Gelelim dünya savaşının galip devletlerine; onlar için Şark meselesi demek, Sevr’in Türklere kabul ettirilmesi demekti. Ve artık bu hayal dahi Sakarya’nın sularına gömülmüştü.
Sakarya, Türk milletinin ölüm – kalım savaşıydı. Dönüm noktasıydı. Artık roller değişiyor, savunma Yunan’a, taarruz sırası Türk’e geçiyordu.
Kars ve Ankara Antlaşmaları gibi önemli siyasi sonuçları olan Sakarya Meydan Muharebesi, İngiltere ve Fransa’nın Doğu Akdeniz politikalarında da ayrışmaya sebep olmuştu.
Fransızlar ile yapılan anlaşma, İtilaf devletleri bloğunu çatlatmış, Sevr’in kırılgan porselenlerini paramparça etmişti.

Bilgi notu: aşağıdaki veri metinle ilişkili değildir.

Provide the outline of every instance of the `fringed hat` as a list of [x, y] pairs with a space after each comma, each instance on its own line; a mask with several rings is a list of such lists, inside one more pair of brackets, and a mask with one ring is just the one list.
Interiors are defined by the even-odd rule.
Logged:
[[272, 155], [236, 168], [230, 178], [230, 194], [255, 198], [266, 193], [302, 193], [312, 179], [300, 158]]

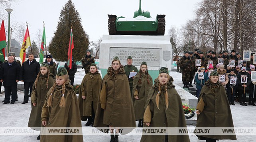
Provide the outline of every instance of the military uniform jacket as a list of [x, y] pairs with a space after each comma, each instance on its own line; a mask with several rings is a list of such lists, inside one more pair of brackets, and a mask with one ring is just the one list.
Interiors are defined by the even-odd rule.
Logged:
[[[98, 71], [94, 74], [89, 72], [84, 77], [81, 83], [78, 97], [81, 116], [92, 116], [92, 102], [93, 102], [93, 111], [95, 113], [96, 113], [102, 81], [100, 75]], [[85, 96], [85, 99], [83, 99], [82, 96]]]
[[[247, 75], [247, 83], [241, 83], [241, 75]], [[237, 74], [237, 83], [238, 84], [238, 86], [237, 86], [237, 88], [238, 90], [244, 90], [244, 87], [242, 86], [242, 85], [245, 84], [247, 86], [246, 87], [244, 88], [244, 90], [250, 90], [250, 84], [252, 83], [252, 80], [251, 79], [251, 76], [248, 73], [245, 71], [244, 72], [242, 72], [242, 71], [240, 71], [239, 73]], [[252, 89], [253, 89], [253, 88], [251, 88]]]
[[[48, 62], [47, 61], [45, 61], [44, 63], [48, 64]], [[57, 74], [57, 69], [56, 68], [56, 63], [53, 62], [53, 61], [52, 59], [50, 62], [50, 65], [48, 65], [49, 66], [49, 69], [50, 69], [50, 73], [52, 73], [54, 77], [54, 79], [55, 79], [56, 75]]]
[[[141, 72], [140, 77], [140, 72]], [[140, 79], [140, 83], [139, 82]], [[148, 98], [148, 92], [152, 85], [153, 85], [152, 77], [148, 74], [148, 72], [143, 74], [142, 71], [140, 71], [134, 77], [133, 80], [132, 93], [134, 95], [135, 95], [134, 92], [137, 90], [136, 94], [139, 97], [138, 100], [133, 98], [133, 107], [136, 120], [143, 119], [143, 115], [145, 111], [144, 106]]]
[[3, 63], [0, 73], [0, 79], [3, 79], [3, 86], [11, 86], [17, 85], [16, 80], [20, 79], [20, 66], [14, 61], [11, 65], [8, 62]]
[[20, 75], [20, 81], [24, 83], [33, 83], [40, 71], [40, 64], [34, 59], [30, 65], [29, 60], [24, 61], [22, 65]]
[[94, 60], [94, 58], [91, 55], [90, 55], [89, 56], [87, 55], [85, 55], [85, 57], [84, 57], [82, 61], [82, 65], [84, 66], [86, 63], [87, 62], [86, 65], [85, 67], [85, 70], [87, 70], [88, 71], [90, 71], [90, 67], [91, 67], [91, 65], [92, 63], [95, 63], [95, 60]]
[[[219, 82], [216, 84], [209, 80], [203, 86], [198, 98], [197, 109], [201, 112], [197, 115], [197, 128], [234, 128], [232, 115], [225, 88]], [[208, 138], [217, 140], [236, 140], [235, 135], [199, 135], [199, 140]]]
[[123, 67], [117, 72], [109, 67], [107, 73], [102, 80], [94, 126], [136, 127], [128, 79]]
[[[144, 127], [183, 127], [187, 128], [185, 117], [182, 107], [181, 100], [172, 84], [173, 79], [170, 77], [167, 83], [167, 91], [169, 106], [166, 108], [165, 103], [165, 87], [161, 87], [161, 93], [159, 96], [159, 109], [156, 102], [156, 95], [158, 92], [159, 81], [154, 81], [154, 84], [150, 90], [145, 106], [149, 106], [151, 113], [151, 121], [149, 127], [144, 124]], [[146, 113], [146, 112], [145, 112]], [[145, 121], [145, 119], [144, 119]], [[140, 142], [156, 142], [164, 141], [165, 135], [144, 135]], [[168, 142], [189, 142], [188, 135], [168, 135]]]
[[[51, 74], [52, 75], [52, 74]], [[34, 83], [31, 93], [31, 112], [28, 121], [28, 126], [30, 127], [41, 127], [42, 125], [41, 113], [42, 108], [44, 104], [46, 94], [54, 83], [54, 79], [52, 76], [49, 77], [48, 88], [46, 85], [48, 75], [43, 75], [41, 73], [37, 79], [36, 87]], [[33, 103], [36, 103], [35, 106]]]
[[[47, 106], [47, 100], [50, 95], [51, 88], [47, 93], [41, 115], [42, 121], [47, 122], [45, 127], [81, 127], [81, 130], [77, 97], [73, 90], [73, 86], [69, 84], [69, 80], [66, 83], [65, 107], [60, 107], [59, 106], [62, 96], [61, 86], [56, 87], [52, 94], [51, 106], [49, 107]], [[41, 135], [40, 140], [40, 142], [83, 142], [83, 138], [82, 135]]]
[[186, 58], [183, 56], [179, 60], [179, 65], [182, 69], [182, 71], [190, 71], [192, 70], [192, 60], [189, 56]]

Böylece, düşmanlığı dostluğa çevrilen Fransa, güney cephemizden çekiliyor, önemli miktarda savaş malzemesini de bırakıyordu.

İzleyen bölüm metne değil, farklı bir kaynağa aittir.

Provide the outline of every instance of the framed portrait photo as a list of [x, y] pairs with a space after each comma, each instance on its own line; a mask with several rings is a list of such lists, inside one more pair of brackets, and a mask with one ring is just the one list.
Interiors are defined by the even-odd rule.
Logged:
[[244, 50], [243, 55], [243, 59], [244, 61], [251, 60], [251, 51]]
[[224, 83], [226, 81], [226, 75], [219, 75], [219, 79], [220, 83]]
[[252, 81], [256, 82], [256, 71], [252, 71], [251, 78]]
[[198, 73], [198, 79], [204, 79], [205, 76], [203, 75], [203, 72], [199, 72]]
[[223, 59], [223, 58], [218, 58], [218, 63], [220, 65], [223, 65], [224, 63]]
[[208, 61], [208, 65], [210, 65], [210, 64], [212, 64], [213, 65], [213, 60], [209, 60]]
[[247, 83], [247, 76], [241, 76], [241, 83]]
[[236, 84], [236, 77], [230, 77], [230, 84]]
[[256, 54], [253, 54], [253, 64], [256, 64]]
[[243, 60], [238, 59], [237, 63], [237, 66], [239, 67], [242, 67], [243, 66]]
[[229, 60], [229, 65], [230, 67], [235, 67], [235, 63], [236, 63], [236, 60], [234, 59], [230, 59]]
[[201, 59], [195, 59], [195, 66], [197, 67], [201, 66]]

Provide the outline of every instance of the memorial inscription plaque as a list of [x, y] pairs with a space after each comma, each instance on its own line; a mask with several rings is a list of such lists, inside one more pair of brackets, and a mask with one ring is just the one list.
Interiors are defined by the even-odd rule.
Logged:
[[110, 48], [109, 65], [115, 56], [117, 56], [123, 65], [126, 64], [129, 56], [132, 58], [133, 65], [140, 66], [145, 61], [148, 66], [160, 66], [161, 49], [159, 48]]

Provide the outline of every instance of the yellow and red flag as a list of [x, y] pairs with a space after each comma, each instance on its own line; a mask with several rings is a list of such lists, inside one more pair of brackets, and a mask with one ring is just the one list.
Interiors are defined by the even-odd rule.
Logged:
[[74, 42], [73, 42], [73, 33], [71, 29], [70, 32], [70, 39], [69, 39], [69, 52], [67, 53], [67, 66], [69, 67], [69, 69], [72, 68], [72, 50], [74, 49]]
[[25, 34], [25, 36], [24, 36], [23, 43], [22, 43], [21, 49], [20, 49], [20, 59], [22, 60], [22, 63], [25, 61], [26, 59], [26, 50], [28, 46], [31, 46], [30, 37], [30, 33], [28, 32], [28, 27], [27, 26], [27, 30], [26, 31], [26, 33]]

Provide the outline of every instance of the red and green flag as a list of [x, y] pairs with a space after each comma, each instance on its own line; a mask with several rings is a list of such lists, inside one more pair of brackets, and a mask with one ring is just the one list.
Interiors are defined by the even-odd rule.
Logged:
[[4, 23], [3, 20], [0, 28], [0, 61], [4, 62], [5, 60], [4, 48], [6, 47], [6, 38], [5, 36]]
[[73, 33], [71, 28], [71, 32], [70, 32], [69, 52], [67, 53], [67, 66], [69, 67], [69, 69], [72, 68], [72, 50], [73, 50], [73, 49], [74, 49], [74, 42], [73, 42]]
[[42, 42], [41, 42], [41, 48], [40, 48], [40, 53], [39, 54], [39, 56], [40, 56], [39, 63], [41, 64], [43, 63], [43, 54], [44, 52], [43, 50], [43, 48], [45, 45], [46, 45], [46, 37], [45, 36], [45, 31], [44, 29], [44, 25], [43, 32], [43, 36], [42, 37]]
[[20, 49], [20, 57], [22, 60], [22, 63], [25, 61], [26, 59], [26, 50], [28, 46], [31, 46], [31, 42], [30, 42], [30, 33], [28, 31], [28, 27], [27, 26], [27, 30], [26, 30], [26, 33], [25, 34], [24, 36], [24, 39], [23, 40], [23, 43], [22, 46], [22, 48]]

İngilizler de Ankara’yı tanımak mecburiyetinde kalıyordu. Zira iki taraf arasında esir değişimini öngören anlaşma imzalanıyordu.
Rusya ile 16 Mart 1921’de yapılan Moskova Antlaşması’nın bir tekrarı niteliğindeki Kars Antlaşması da Sakarya zaferinin ertesinde imza edildi. Artık ticari boyutta da ilişkiler geliştiriliyordu.
Şüphesiz, Büyük Yunanistan hayali, Sakarya nehrinin sularında boğulmuştu.
Milli Mücadelenin kalbinin attığı yer, kurtuluş umudunun yaşatıldığı Ankara düşmana kaptırılmamış oldu.
Başkomutan Türk tarihinin en karanlık günlerini aydınlığa kavuşturmuştu. Meclis, millet adına ona en büyük askeri rütbeyi, Mareşal rütbesini veriyor, Türk tarihinde ancak birkaç kişiye nasip olan Gazilik unvanını layık görüyordu.
Muzaffer Türk Ordusu’nun Başkomutanı Mustafa Kemal Paşa, 19 Eylül 1921’de, Türkiye Büyük Millet Meclisi kürsüsünden Sakarya Meydan Muharebesi’nin cereyan tarzını bütün ayrıntılarıyla anlattıktan sonra, Türk halkının ne istediğini Meclis kürsüsünde dünyaya şöyle ilan etti:
“BÜTÜN CİHANIN BİLMESİ LAZIMDIR Kİ TÜRKİYE HALKI, TBMM HÜKÜMETİ UŞAK MUAMELESİNE TAHAMMÜL EDEMEZ. HER MEDENİ MİLLET GİBİ VARLIĞININ, HÜRRİYET VE İSTİKLALİNİN TANINMASI TALEBİNDE KATİYYEN ISRARLIDIR VE BÜTÜN DAVASI DA BUNDAN İBARETTİR…”
Sakarya Zaferi kutlu olsun!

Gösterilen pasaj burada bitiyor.